Narracja
Robert Hirschfield znajduje zestawienie między Birmą a Indiami, przeszłością i teraźniejszością, Wschodem i Zachodem, podczas rozmowy z mnichem na Drzewie Bodhi.
ONI SĄ jak gołębie szafranowe na kamiennej półce naprzeciwko Drzewa Bodhi.
Jeśli klasnę w dłonie, czy się rozproszą? Czy też, tak jak dobrzy mnisi Theravadan, którymi są, czy dostrzegą nagły fakt słuchania w umysłach wypolerowanych duchowością percepcji?
Szczególnie pociąga mnie jeden młody mnich. Jego szczupłe ciało było bardziej zamieszkane niż starszych mnichów.
Zauważając, że na niego patrzę, robi dla mnie miejsce obok siebie.
Światło słoneczne odbija się od złotego przedniego zęba.
Spotkania z mnichami w Bodh Gaya zwykle składają się z precyzyjnych małych ukłonów i pożegnań.
„Jesteś z?” - pyta.
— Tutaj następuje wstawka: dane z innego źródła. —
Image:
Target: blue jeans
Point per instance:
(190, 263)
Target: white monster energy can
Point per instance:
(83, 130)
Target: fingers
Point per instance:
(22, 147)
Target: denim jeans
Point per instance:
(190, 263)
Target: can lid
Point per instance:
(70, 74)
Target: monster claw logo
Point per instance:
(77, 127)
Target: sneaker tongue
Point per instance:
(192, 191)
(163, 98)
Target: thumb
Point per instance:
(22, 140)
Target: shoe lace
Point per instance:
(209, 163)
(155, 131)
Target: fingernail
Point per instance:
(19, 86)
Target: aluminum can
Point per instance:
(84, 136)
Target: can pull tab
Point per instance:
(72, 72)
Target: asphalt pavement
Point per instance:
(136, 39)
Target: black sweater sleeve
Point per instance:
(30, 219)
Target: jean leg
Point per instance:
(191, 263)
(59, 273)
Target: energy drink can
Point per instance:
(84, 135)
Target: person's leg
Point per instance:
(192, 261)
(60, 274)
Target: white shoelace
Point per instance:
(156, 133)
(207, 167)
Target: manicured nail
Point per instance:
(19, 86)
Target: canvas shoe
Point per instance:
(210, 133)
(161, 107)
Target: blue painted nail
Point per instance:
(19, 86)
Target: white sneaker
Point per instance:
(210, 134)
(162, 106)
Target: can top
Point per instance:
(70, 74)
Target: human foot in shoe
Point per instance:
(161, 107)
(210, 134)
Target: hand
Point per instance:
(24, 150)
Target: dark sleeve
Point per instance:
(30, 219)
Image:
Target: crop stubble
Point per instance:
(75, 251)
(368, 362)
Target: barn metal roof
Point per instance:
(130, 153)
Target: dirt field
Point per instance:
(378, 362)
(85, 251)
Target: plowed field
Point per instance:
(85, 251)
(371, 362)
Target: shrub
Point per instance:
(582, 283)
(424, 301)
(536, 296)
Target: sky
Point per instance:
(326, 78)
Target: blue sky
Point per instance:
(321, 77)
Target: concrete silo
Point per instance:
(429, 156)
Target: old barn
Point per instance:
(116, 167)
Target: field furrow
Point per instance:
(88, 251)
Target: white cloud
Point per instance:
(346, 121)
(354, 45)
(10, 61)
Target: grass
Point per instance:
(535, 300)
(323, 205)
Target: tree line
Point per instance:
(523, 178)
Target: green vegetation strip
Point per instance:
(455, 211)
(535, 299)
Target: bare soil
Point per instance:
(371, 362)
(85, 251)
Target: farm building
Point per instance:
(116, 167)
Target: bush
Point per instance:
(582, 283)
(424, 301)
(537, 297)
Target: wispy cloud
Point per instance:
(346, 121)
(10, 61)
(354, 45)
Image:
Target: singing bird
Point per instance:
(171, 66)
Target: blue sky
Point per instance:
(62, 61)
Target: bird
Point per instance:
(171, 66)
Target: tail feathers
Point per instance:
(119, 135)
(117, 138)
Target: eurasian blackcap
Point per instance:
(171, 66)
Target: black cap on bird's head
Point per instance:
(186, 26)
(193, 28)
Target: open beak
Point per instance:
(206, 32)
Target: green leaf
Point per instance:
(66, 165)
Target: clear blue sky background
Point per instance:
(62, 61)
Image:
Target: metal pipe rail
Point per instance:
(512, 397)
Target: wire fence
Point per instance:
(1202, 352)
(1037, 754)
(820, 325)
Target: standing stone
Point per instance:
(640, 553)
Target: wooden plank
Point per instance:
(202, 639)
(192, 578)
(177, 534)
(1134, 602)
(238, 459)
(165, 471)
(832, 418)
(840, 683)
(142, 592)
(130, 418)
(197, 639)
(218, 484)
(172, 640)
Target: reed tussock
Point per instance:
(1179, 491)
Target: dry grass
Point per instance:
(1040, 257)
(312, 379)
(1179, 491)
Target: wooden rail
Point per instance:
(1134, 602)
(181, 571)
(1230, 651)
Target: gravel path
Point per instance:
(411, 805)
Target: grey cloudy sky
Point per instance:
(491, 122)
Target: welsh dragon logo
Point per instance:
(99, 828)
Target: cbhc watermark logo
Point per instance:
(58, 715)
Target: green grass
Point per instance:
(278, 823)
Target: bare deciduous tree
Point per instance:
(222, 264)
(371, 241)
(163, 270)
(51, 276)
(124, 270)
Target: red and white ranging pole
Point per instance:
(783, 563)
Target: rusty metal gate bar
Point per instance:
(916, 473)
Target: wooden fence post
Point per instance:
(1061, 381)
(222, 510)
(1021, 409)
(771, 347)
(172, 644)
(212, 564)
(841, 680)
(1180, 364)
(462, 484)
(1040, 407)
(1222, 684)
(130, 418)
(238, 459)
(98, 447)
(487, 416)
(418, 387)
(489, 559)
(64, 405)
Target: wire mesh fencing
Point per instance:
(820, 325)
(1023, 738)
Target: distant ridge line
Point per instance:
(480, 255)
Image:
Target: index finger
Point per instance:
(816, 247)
Kolejna podstawa spotkania.
"Stany Zjednoczone."
„Ach, USA.” Powtarza za mną, jakby to była marka, o której nie mógł się zdecydować.
"A ty?"
„Birma”.
Myślę o surowych mistrzach medytacji i morderczych generałach. Myślę o ciszy pagody i ciszy więźnia.
„Jak długo byłeś mnichem?”
„Od kiedy miałem dwanaście lat.”
Jego uśmiechy wskazują, że wie, jak trudne jest to dla Zachodu. Poddanie się doświadczeniu.
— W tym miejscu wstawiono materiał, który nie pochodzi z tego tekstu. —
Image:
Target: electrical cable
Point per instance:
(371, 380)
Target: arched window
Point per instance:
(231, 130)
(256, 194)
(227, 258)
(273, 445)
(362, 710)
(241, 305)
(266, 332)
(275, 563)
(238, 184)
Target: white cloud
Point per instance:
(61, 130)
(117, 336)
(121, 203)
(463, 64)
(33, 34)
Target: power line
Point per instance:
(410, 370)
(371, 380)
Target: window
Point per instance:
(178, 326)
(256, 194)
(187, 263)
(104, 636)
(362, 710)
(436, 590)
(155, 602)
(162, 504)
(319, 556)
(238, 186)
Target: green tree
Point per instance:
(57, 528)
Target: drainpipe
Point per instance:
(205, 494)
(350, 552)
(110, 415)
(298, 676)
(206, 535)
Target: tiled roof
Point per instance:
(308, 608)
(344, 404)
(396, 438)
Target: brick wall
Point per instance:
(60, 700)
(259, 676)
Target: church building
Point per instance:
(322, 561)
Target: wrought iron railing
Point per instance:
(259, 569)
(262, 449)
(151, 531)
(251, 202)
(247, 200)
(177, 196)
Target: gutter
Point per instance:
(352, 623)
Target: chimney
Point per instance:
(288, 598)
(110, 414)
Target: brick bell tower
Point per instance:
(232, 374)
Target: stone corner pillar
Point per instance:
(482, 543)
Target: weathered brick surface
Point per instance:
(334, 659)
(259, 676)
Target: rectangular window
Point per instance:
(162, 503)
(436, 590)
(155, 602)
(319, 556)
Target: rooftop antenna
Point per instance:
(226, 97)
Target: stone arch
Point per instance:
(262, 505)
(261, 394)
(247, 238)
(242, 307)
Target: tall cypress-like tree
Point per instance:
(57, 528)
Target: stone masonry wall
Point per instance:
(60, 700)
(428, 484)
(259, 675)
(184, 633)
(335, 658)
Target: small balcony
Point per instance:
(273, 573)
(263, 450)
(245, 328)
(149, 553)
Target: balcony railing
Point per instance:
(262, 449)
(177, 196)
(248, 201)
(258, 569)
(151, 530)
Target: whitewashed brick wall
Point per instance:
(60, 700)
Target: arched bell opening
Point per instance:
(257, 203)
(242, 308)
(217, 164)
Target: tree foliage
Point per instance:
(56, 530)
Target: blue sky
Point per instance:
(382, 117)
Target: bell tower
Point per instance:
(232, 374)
„Już jako chłopiec zadawałem sobie pytanie, jak można osiągnąć wewnętrzny spokój. W klasztorze uczyłem się medytować, uczyłem się sutt.”
„Co robisz w Indiach?”
Śmieje się. „Studiuję hinduizm”.
Kobieta w sari zbliża się do mnichów ze stosem dziesięciu rupii tak wyraźnych i czystych, że wyglądają na fałszywe. Rozdaje każdemu mnichowi cztery dziesiątki. Myślę, że może namówiła ich z powietrza jak Sai Baba manifestujący popiół z eteru.
Birmańczyk dziękuje jej głębokim, pozbawionym słów ukłonem.
„Nie jestem pierwszym w rodzinie, który był mnichem, ale jako pierwszy studiuję hinduizm”.
„Dlaczego hinduizm?”
„Jest to religia, w którą Budda się oczywiście urodził.” Przerywa.
Nad naszymi głowami liście grzechotają na wietrze. Mnich odchrząkuje. „Ważne jest również, abyśmy byli otwarci na to, w co wierzą inni”.
Pytanie uderza mnie w brzuch. Próbuję to zignorować. Ale jak zignorować to, co w środku kopie?
„Kiedy Birma wystąpiła przeciwko generałom w 2007 roku, gdzie byłeś?”
Byłam…”Słowa przychodzą powoli„…na ulicy. Mój pierwszy raz na ulicy nad polityką.”
"Co się stało?"
„Żołnierze pobiegli za mną. Nikt nigdy za mną nie pobiegł, zanim nie chciał mnie pokonać.
Mnich śmieje się z tej myśli. Śmieję się, ponieważ mnich się śmieje, i ponieważ to nie jest Birma, i ponieważ tutaj w Bodh Gaya ścigane są tylko liście Bodhi.
Nagle milczy, zamyka oczy. Dość słów na cały dzień. Wstaję i zaczynam powoli okrążać gigantyczną świątynię Mahabohdi, którą drzewo ssie.